Vient ensuite l’épreuve orale, qui se tient devant un jury. Le candidat y est interrogé sur ses connaissances techniques, mais aussi sur sa capacité à gérer des situations concrètes face à un public parfois tendu.
La sélectivité est réelle : seule une cinquantaine de candidats est admise à chaque session, pour plusieurs milliers d’inscrits. Réviser sérieusement le code de la route et les bases du droit administratif fait clairement la différence.
La formation après l’admission
Réussir le concours ne suffit pas à exercer immédiatement. Le candidat reçu devient inspecteur stagiaire et démarre une formation de 6 mois minimum à l’Institut National de Sécurité Routière et de Recherche, l’INSERR.
Cette formation théorique est suivie d’un stage pratique sur le terrain, aux côtés d’inspecteurs déjà titularisés.
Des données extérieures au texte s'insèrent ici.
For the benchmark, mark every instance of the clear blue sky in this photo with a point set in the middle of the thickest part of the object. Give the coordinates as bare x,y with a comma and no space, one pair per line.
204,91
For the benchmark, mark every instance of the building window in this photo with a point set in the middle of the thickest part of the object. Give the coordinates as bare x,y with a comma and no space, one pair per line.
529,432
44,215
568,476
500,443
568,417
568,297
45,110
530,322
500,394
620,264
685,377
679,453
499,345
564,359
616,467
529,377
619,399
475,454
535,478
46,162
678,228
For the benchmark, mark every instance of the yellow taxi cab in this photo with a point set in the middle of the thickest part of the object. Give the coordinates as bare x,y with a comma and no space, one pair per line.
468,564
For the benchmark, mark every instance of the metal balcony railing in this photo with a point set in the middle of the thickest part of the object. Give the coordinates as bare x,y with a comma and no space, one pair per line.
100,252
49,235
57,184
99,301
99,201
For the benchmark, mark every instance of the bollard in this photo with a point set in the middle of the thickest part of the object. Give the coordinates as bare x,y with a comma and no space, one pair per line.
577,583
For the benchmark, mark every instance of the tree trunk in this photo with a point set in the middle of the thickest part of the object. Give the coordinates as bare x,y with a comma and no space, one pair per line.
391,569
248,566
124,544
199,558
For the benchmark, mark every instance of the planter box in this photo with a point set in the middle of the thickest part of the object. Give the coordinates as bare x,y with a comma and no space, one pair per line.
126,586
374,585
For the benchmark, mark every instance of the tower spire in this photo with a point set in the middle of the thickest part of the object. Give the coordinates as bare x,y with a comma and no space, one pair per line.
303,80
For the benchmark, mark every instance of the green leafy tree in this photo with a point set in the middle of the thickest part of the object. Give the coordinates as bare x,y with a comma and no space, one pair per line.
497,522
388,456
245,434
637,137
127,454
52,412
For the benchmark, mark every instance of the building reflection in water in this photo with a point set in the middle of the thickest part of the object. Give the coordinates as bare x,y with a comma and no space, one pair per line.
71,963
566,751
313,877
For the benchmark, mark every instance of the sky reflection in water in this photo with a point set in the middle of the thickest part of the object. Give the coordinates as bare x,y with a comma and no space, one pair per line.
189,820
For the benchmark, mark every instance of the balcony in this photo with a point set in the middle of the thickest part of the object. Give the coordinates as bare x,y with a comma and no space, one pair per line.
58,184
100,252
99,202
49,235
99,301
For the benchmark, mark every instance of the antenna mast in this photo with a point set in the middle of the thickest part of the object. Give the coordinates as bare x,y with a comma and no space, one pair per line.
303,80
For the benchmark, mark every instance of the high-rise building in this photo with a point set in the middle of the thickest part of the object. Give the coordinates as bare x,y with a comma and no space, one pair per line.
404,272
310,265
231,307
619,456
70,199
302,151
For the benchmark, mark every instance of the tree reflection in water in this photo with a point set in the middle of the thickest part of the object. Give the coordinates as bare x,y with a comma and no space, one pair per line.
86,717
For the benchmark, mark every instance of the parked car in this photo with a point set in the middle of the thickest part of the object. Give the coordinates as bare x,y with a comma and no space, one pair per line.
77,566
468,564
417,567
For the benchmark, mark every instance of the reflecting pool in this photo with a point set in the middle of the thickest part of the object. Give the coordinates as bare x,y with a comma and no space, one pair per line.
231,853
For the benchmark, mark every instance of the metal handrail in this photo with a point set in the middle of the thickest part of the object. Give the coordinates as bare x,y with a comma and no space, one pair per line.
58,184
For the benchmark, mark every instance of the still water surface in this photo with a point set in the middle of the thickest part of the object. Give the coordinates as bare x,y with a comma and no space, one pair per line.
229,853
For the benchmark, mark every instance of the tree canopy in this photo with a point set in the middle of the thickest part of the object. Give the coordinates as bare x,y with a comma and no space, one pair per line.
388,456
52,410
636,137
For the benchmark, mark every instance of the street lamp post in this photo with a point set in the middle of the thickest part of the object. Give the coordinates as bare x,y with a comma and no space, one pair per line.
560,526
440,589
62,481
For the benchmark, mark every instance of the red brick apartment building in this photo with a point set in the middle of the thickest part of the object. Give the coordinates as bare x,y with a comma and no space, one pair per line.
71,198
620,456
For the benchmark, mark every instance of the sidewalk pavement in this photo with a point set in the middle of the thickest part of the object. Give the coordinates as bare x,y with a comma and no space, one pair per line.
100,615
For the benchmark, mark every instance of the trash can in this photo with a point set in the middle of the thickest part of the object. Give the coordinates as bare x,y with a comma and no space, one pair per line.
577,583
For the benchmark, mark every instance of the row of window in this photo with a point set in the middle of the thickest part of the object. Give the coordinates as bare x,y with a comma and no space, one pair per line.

L’objectif est d’acquérir tous les réflexes du métier avant de faire passer seul les premiers examens.
Un détail surprend souvent les candidats : si l’inspecteur stagiaire ne possède pas déjà le permis moto, il doit l’obtenir pendant sa formation. Les IPCSR sont en effet habilités à faire passer tous les types de permis, voiture, moto et poids lourd.
À l’issue du stage, et sous réserve de bons résultats au contrôle de connaissances, l’inspecteur stagiaire est titularisé.
Les missions au quotidien une fois en poste
Une fois titularisé, l’inspecteur du permis de conduire ne se contente pas de noter des candidats. Ses missions sont plus larges qu’on ne l’imagine.
Il fait passer les épreuves théoriques et pratiques du permis, quel que soit le type de véhicule concerné. Il contrôle également le bon fonctionnement des auto écoles et des centres de stage de sensibilisation à la sécurité routière.
L’inspecteur siège aussi dans les jurys chargés de délivrer le brevet aux moniteurs d’auto école. Il peut être sollicité pour participer aux commissions administratives liées aux retraits de permis, ainsi qu’à des actions ponctuelles de prévention routière.
Cette diversité de missions explique la forte mobilité du poste. Un inspecteur intervient généralement dans plusieurs centres d’examen au sein de sa circonscription.
Salaire et évolution de carrière
En début de carrière, un inspecteur du permis de conduire touche une rémunération proche du SMIC, autour de 1 862 € brut mensuel. Ce montant évolue avec l’ancienneté pour atteindre environ 2 400 € brut en fin de carrière.
L’évolution ne s’arrête pas là. Un concours interne permet d’accéder au poste de délégué au permis de conduire et à la sécurité routière, une fonction qui consiste à encadrer et à former les nouveaux inspecteurs au sein d’un département.
Les qualités indispensables pour tenir la route dans ce métier
En dehors des diplômes et du concours, certaines qualités humaines font toute la différence sur le terrain. L’impartialité est non négociable : chaque candidat doit être évalué selon la même grille, sans parti pris.
La rigueur s’impose aussi, notamment pour appliquer le référentiel officiel d’évaluation utilisé depuis 2014, qui comporte 31 points de contrôle lors de l’épreuve pratique.
Enfin, la maîtrise de soi et la capacité à garder son calme sont précieuses. L’inspecteur fait face à des candidats stressés, parfois vifs après un échec, et doit rester pédagogue et bienveillant en toutes circonstances.